The words were so clear. So jarring. And they immediately snapped Jordan out of the dream. Her eyes flew open, and that’s when she realized those words weren’t part of those other images of that place. Someone had actually spoken them.
Dylan.
Thanks to the moonlight streaming through the window, Jordan had no trouble seeing him. He was on her bed, looming over her, and she did indeed have her hand clamped around his man parts. And he had a severely pained look on his face.
The pained look lessened some when she let go of him.
“Sorry,” she mumbled.
Grunting and groaning, he rolled away from her, landing in a flop on his back next to her. “Nothing wrong with your grip,” he said, though the pained look extended to his voice.
Jordan glanced around, trying to figure out what was happening. The dream was gone, chased away by Dylan’s voice, but the rest of this wasn’t making sense. Dylan was in her bed, and he was wearing only his boxers.
“What are you doing here?” she asked.
He didn’t look at her. Dylan just lay there on his back while clutching his groin and doing battle with his sputtering breath. “You were talking really loud in your sleep, and I thought something was wrong.”

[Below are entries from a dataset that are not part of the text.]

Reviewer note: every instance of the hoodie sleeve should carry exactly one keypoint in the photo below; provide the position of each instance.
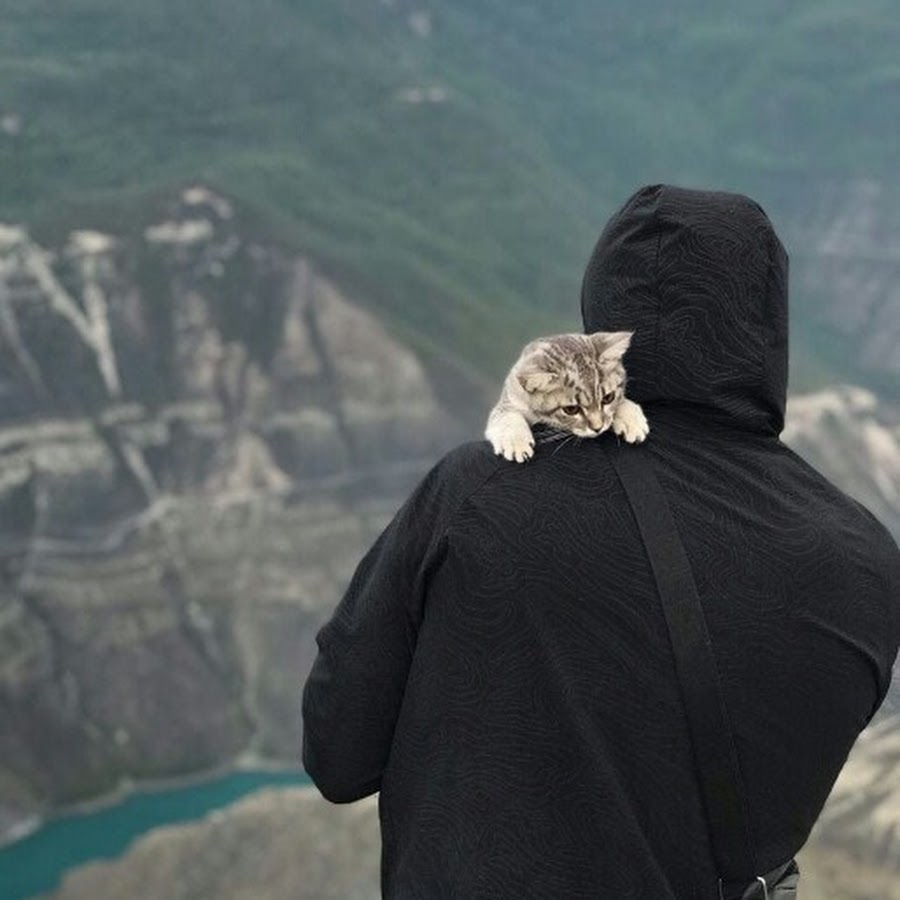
(352, 697)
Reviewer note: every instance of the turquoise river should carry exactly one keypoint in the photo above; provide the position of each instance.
(35, 864)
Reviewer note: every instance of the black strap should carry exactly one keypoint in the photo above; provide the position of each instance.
(711, 737)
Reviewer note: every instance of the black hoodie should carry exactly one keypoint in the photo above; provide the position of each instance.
(499, 667)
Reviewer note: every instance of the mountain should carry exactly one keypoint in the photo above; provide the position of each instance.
(451, 164)
(261, 263)
(275, 845)
(199, 437)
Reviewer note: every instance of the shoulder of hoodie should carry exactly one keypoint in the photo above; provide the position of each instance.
(462, 472)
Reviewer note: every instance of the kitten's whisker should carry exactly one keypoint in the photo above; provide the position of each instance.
(552, 436)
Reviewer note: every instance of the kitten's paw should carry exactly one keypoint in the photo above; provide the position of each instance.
(514, 444)
(630, 422)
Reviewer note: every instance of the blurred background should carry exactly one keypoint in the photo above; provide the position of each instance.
(260, 265)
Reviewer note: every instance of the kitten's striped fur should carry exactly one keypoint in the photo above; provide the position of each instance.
(573, 382)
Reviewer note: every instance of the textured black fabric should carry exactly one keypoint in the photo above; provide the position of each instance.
(500, 668)
(718, 771)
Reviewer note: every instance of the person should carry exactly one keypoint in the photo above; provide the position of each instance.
(500, 668)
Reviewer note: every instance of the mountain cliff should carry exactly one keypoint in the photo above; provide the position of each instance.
(199, 436)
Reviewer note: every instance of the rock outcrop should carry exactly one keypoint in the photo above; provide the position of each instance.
(199, 436)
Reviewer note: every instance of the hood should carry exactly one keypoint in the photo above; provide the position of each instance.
(700, 277)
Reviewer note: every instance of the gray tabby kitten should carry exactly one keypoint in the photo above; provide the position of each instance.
(574, 382)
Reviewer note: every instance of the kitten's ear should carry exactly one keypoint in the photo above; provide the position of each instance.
(612, 344)
(534, 380)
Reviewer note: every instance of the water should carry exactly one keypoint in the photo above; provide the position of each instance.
(35, 864)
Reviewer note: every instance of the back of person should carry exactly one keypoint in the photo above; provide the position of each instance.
(500, 667)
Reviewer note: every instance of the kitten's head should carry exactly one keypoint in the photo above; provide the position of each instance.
(575, 382)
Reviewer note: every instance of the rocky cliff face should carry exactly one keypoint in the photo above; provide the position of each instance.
(199, 436)
(849, 273)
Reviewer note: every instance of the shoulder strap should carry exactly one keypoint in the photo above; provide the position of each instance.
(711, 736)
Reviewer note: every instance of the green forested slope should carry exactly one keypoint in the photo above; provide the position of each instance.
(464, 218)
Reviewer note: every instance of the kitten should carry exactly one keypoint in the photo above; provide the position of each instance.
(574, 382)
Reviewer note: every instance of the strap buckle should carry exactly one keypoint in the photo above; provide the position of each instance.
(759, 881)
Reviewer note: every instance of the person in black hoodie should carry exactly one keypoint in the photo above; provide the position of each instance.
(500, 669)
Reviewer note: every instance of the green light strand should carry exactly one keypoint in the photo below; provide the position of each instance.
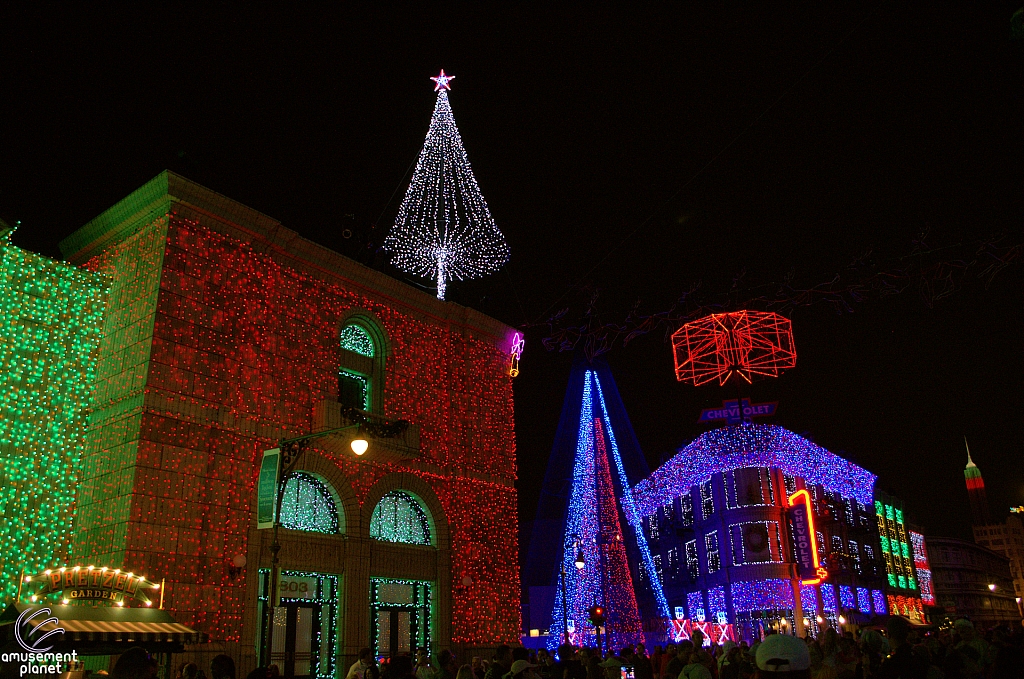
(50, 326)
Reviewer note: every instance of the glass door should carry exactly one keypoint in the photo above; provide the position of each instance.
(400, 616)
(304, 622)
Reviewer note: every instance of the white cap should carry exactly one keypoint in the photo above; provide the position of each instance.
(780, 652)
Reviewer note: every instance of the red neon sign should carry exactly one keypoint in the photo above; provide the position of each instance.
(804, 498)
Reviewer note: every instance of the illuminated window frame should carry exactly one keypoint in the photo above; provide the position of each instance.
(414, 510)
(325, 515)
(358, 362)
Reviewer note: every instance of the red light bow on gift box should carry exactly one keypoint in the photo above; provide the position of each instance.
(740, 344)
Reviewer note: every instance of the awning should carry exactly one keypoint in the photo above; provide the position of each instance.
(103, 626)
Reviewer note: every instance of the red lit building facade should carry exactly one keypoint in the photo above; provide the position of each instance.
(226, 333)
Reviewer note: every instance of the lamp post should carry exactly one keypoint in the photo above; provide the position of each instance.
(581, 562)
(291, 451)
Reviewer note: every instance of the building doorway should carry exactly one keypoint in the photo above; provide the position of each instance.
(304, 624)
(401, 616)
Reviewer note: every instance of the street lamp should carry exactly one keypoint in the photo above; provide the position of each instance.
(291, 451)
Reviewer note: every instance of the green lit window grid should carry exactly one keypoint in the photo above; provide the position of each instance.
(51, 317)
(353, 390)
(417, 599)
(326, 596)
(356, 339)
(306, 504)
(398, 517)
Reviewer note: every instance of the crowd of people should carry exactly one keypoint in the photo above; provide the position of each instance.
(896, 652)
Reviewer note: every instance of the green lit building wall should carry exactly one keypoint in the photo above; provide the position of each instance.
(904, 591)
(50, 324)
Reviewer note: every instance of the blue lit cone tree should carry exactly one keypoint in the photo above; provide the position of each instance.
(444, 230)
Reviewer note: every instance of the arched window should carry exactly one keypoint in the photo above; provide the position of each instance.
(400, 517)
(307, 504)
(361, 368)
(355, 338)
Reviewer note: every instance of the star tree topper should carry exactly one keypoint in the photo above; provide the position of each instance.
(442, 81)
(443, 229)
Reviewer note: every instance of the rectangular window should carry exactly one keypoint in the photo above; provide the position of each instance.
(750, 486)
(791, 483)
(707, 500)
(652, 532)
(757, 542)
(711, 546)
(353, 390)
(686, 507)
(691, 559)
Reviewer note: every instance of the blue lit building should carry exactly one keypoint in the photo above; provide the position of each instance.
(715, 516)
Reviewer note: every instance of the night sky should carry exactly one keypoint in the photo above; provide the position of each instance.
(721, 141)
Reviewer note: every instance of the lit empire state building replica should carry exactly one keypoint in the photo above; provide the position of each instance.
(1007, 537)
(976, 492)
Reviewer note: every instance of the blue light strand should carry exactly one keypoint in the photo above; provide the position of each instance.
(716, 604)
(752, 446)
(694, 605)
(846, 597)
(863, 600)
(582, 586)
(809, 599)
(769, 594)
(827, 598)
(629, 505)
(879, 599)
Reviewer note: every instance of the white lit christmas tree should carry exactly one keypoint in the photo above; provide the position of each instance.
(444, 230)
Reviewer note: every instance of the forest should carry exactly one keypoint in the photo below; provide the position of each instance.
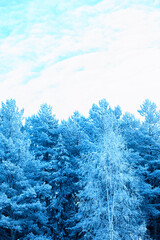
(84, 178)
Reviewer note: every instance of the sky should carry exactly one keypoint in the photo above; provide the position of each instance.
(71, 54)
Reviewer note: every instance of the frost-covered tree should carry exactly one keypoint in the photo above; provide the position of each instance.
(43, 132)
(109, 205)
(21, 212)
(148, 146)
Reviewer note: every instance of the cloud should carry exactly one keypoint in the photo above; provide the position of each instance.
(71, 55)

Oh mercy. Talking? Worse, it’d been enough to wake Dylan in the other room. Jordan hoped she hadn’t said anything that she didn’t want Dylan to hear. And since she’d been dreaming about the hole, everything about it fell into the category of something she hadn’t wanted him to hear.

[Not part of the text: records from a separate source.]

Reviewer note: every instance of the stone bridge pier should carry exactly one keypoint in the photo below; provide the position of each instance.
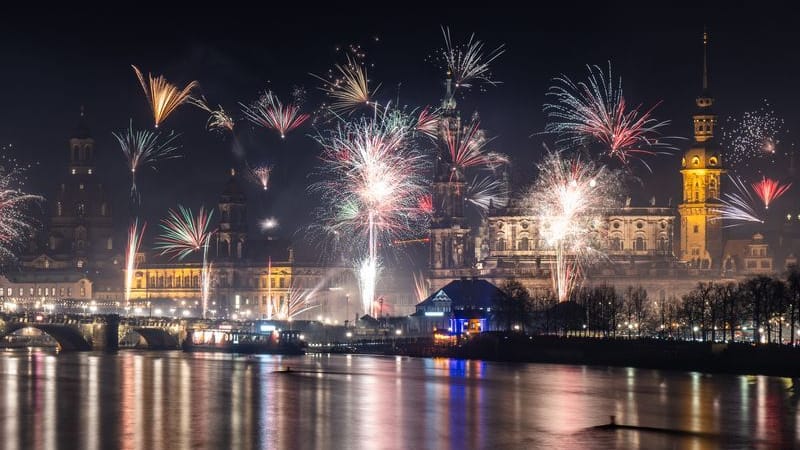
(71, 332)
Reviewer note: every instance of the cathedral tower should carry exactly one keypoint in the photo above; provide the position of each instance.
(81, 227)
(233, 220)
(702, 169)
(449, 231)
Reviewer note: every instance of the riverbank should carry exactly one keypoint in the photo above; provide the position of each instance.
(735, 358)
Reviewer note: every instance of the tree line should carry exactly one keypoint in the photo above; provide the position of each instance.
(762, 309)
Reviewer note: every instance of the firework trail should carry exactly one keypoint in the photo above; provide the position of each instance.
(486, 192)
(269, 112)
(420, 286)
(595, 112)
(753, 136)
(349, 90)
(134, 241)
(425, 204)
(219, 119)
(373, 180)
(467, 63)
(569, 198)
(183, 234)
(145, 148)
(260, 175)
(163, 97)
(768, 190)
(16, 224)
(737, 207)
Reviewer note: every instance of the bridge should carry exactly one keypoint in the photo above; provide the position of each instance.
(75, 332)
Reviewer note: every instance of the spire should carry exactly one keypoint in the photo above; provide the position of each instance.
(81, 130)
(705, 100)
(705, 59)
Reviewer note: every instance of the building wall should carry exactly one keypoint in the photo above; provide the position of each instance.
(30, 293)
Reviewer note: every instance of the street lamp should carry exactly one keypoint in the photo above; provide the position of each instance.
(347, 309)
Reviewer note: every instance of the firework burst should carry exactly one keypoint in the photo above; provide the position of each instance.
(428, 123)
(219, 120)
(753, 137)
(595, 112)
(269, 112)
(569, 199)
(487, 192)
(768, 190)
(134, 241)
(163, 97)
(737, 207)
(183, 234)
(297, 302)
(467, 63)
(466, 146)
(145, 148)
(349, 90)
(260, 175)
(373, 182)
(16, 224)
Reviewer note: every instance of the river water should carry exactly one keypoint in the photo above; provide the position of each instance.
(150, 400)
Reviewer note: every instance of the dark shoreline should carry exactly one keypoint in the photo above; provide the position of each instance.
(731, 358)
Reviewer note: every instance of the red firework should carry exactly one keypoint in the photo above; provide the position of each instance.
(768, 190)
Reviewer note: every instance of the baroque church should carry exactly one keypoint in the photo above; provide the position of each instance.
(664, 249)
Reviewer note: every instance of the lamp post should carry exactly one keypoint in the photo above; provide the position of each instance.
(347, 309)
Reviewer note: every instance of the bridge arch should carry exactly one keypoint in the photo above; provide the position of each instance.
(156, 338)
(68, 338)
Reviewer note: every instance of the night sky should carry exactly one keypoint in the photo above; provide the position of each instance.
(55, 61)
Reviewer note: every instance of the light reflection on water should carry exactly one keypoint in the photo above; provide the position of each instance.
(144, 400)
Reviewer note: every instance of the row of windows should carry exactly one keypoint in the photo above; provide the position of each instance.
(44, 292)
(80, 208)
(170, 282)
(194, 282)
(754, 264)
(615, 244)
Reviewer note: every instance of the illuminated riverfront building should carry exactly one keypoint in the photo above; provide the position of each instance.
(664, 249)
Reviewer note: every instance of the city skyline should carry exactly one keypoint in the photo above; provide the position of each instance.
(513, 129)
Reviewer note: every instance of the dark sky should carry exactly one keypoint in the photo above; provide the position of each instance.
(54, 61)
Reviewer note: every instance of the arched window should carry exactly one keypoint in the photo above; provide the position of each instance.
(663, 245)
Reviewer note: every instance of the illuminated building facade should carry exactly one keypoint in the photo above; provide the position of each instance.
(664, 249)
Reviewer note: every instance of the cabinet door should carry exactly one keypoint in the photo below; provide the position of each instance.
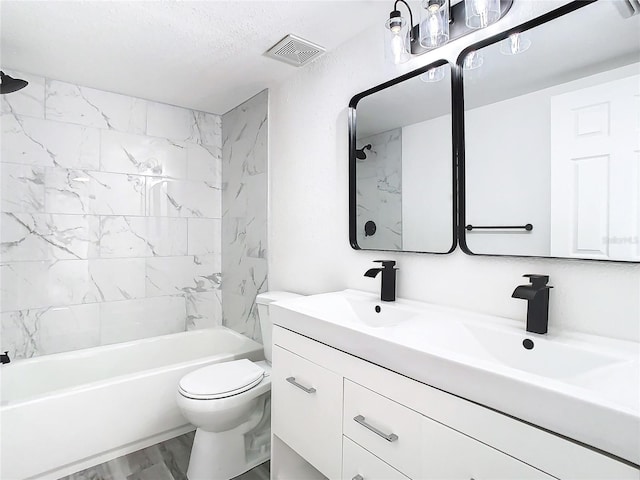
(359, 464)
(307, 410)
(451, 455)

“Are you okay?” she pressed. “Did I hurt you?”
“Yes to both. Or at least I will be okay when the breath-robbing agony goes away.”
And speaking of breath-robbing, that’s what happened when Dylan turned his head and looked at her. That’s because, despite the pain, he gave her one of his smiles. The kind of smile that usually rid her and other women of their common sense. Common sense would have turned down the burner on the simmering heat and sent him back to his own room.
That didn’t happen.
Jordan just stayed put. Eyes locked. And she froze when he reached up and pushed her hair from her face. Jordan tried to steel herself up for whatever he was about to do. A scalding kiss, maybe.
Maybe sex.
Sex that couldn’t happen despite the fact that he was in bed with her. At least they weren’t naked.
“My balls are better,” he said, and he rolled off the bed and to his feet.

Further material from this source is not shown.